Early diagenesis of organic matter in lake sediments: a stable carbon isotope study of pore waters

Abstract

The isotopic composition of organic carbon ( δ 13C) in the upper 8 cm of sediment in Mohonk Lake, a freshwater lake in New York State, U.S.A., was measured to be −27 ± 1‰ (relative to PDB) with a slight trend toward enrichment of 13C down the sediment column. No palaeoenvironmental signal can be inferred from these data due to largescale seasonal changes in the PT of autochthonous organic carbon. The sediment pore waters were analyzed for dissolved inorganic carbon (DIC), the isotopic composition of the DIC ( δ 13C DIC) and total alkalinity (ΣAlk). The depth profiles reveal steep gradients in each of these species in both the shallow (littoral zone) and deep sediments. ΣAlk and DIC increased by a factor of three from bottom water concentrations to 5 cm below the sediment-water interface and δ 13C DIC increased by ∼ 20‰ at 8-cm depth. ΣAlk and DIC concentrations in the littoral sediments also increased by a factor of 5 by 10-cm depth with a δ 13C DIC increase of + 15%o to that depth. The positive enrichment in 13C must be due to methane fermentation which produces as a by-product CO 2 that is 13C enriched. A mass-balance calculation showed that ∼66% of DIC produced within the deep sediments and 55% within the littoral sediments was from CO 2 generated via methanogenesis plus methane oxidation.
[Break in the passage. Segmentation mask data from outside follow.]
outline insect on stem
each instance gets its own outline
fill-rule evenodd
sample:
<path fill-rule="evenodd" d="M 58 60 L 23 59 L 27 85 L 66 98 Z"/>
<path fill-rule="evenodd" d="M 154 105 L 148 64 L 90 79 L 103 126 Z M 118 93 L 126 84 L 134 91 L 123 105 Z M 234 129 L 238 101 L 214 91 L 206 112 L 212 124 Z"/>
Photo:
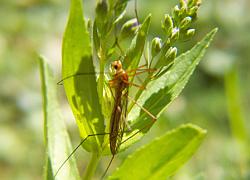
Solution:
<path fill-rule="evenodd" d="M 108 172 L 108 169 L 110 168 L 112 161 L 115 157 L 115 155 L 118 153 L 119 148 L 122 143 L 128 141 L 130 138 L 134 137 L 136 134 L 141 132 L 143 129 L 152 126 L 152 124 L 156 121 L 156 117 L 150 113 L 147 109 L 145 109 L 143 106 L 141 106 L 139 103 L 137 103 L 132 97 L 129 96 L 129 87 L 135 86 L 137 88 L 140 88 L 141 90 L 145 89 L 145 87 L 134 84 L 129 81 L 129 78 L 134 78 L 136 75 L 142 74 L 142 73 L 151 73 L 154 72 L 155 69 L 145 69 L 147 67 L 146 65 L 141 65 L 137 69 L 125 71 L 122 67 L 121 61 L 117 60 L 112 62 L 111 69 L 113 70 L 113 76 L 112 79 L 109 80 L 109 86 L 114 98 L 114 105 L 111 112 L 110 117 L 110 129 L 109 133 L 97 133 L 97 134 L 91 134 L 85 137 L 78 146 L 70 153 L 70 155 L 63 161 L 61 166 L 58 168 L 58 170 L 55 173 L 55 176 L 58 174 L 58 172 L 61 170 L 61 168 L 64 166 L 64 164 L 69 160 L 69 158 L 76 152 L 76 150 L 89 138 L 92 136 L 100 136 L 100 135 L 107 135 L 109 134 L 109 146 L 110 146 L 110 152 L 112 154 L 112 158 L 103 174 L 102 177 L 105 177 L 106 173 Z M 129 74 L 131 73 L 131 74 Z M 86 73 L 80 74 L 80 75 L 87 75 Z M 70 76 L 72 77 L 72 76 Z M 66 77 L 63 80 L 66 80 L 70 77 Z M 62 80 L 62 81 L 63 81 Z M 60 81 L 60 82 L 62 82 Z M 123 135 L 125 132 L 125 127 L 127 127 L 127 107 L 128 107 L 128 100 L 132 101 L 132 103 L 136 104 L 138 107 L 140 107 L 151 119 L 152 124 L 149 124 L 145 127 L 143 127 L 141 130 L 138 130 L 134 134 L 132 134 L 130 137 L 128 137 L 126 140 L 123 140 Z"/>

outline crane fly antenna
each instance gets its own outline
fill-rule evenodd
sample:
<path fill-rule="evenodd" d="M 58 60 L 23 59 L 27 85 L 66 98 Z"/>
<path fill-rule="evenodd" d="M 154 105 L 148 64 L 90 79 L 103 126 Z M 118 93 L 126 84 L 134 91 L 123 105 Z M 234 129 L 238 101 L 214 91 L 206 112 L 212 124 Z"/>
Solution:
<path fill-rule="evenodd" d="M 65 165 L 65 163 L 71 158 L 71 156 L 76 152 L 76 150 L 89 138 L 92 136 L 100 136 L 100 135 L 106 135 L 106 134 L 110 134 L 110 133 L 99 133 L 99 134 L 90 134 L 87 137 L 85 137 L 76 147 L 75 149 L 70 153 L 70 155 L 63 161 L 63 163 L 61 164 L 61 166 L 57 169 L 54 178 L 56 177 L 56 175 L 59 173 L 59 171 L 62 169 L 62 167 Z"/>
<path fill-rule="evenodd" d="M 76 73 L 76 74 L 72 74 L 72 75 L 69 75 L 63 79 L 61 79 L 60 81 L 58 81 L 56 84 L 57 85 L 63 85 L 63 81 L 69 79 L 69 78 L 72 78 L 74 76 L 84 76 L 84 75 L 93 75 L 93 74 L 106 74 L 108 72 L 84 72 L 84 73 Z"/>

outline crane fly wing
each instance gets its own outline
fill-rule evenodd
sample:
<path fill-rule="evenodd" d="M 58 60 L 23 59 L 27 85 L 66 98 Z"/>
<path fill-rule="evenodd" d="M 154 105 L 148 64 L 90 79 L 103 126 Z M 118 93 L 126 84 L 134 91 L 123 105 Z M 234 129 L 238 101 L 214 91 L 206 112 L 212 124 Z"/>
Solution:
<path fill-rule="evenodd" d="M 126 128 L 126 121 L 127 121 L 127 109 L 128 109 L 128 88 L 125 89 L 124 94 L 122 95 L 122 114 L 121 120 L 119 123 L 119 141 L 117 146 L 120 147 L 122 143 L 122 138 L 124 135 L 124 131 Z"/>

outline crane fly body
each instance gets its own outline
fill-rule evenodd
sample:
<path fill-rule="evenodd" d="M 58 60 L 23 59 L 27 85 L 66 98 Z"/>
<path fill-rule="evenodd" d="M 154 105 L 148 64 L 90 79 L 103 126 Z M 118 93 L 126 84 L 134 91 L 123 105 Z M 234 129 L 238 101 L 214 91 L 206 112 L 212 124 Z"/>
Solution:
<path fill-rule="evenodd" d="M 129 78 L 127 72 L 122 68 L 121 61 L 114 61 L 111 68 L 114 74 L 109 85 L 114 89 L 114 106 L 110 117 L 109 144 L 111 153 L 115 155 L 125 128 Z"/>

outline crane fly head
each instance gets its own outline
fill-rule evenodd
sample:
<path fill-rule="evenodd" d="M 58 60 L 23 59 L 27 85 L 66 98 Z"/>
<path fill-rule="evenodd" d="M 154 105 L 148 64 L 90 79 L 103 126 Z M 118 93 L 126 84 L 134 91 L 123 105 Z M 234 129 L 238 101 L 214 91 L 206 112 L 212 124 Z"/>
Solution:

The ratio of breakdown rate of organic matter to sedimentation rate calculated from a diagenetic model of the carbonate species was 0.8 and 0.25 cm −1 for the deep and littoral sediments, respectively. Simple diagenetic models fitted to the dissolved carbonate species do not reproduce the observed carbon-isotope profiles. 13C-poor DIC derived from anaerobic oxidation of methane is proposed as the likely cause of the lower than expected δ 13C-values.